Manchester City have been banned from participating in the Champions League for the next two seasons and fined €30m (£25m) by Uefa over “serious breaches” of Financial Fair Play (FFP) regulations.
Uefa’s Club Financial Control Body (CFCB) found City guilty of falsely inflating sponsorship revenues when submitting evidence for the FFP compliance process. The investigation was launched after a series of documents were published by German magazine Der Spiegel in November 2018.
The “leaked” documents alleged that City’s owner, Sheikh Mansour bin Zayed al-Nahyan, a member of Abu Dhabi’s ruling family, was funding the majority of the club’s £67.5m annual sponsorship – encompassing naming rights to the club’s kit, stadium and academy – via the country’s airline, Etihad.
One email appeared to show that only £8m of the sponsorship revenue was in fact being funded directly by Etihad, with the remainder coming from Mansour’s own Abu Dhabi United Group.
City strongly deny any wrongdoing and confirmed in a statement that they were “disappointed but not surprised” by the verdict and would be appealing the ban to the Court of Arbitration for Sport “at the earliest opportunity”.
“The club has always anticipated the ultimate need to seek out an independent body and process to impartially consider the comprehensive body of irrefutable evidence in support of its position,” a club statement read.

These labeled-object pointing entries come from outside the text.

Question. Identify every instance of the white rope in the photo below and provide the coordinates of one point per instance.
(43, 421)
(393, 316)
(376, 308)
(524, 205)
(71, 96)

“In December 2018, the Uefa chief investigator publicly previewed the outcome and sanction he intended to be delivered to Manchester City, before any investigation had even begun.
“The subsequent flawed and consistently leaked Uefa process he oversaw has meant that there was little doubt in the result that he would deliver. The club has formally complained to the Uefa Disciplinary body, a complaint which was validated by a Cas ruling.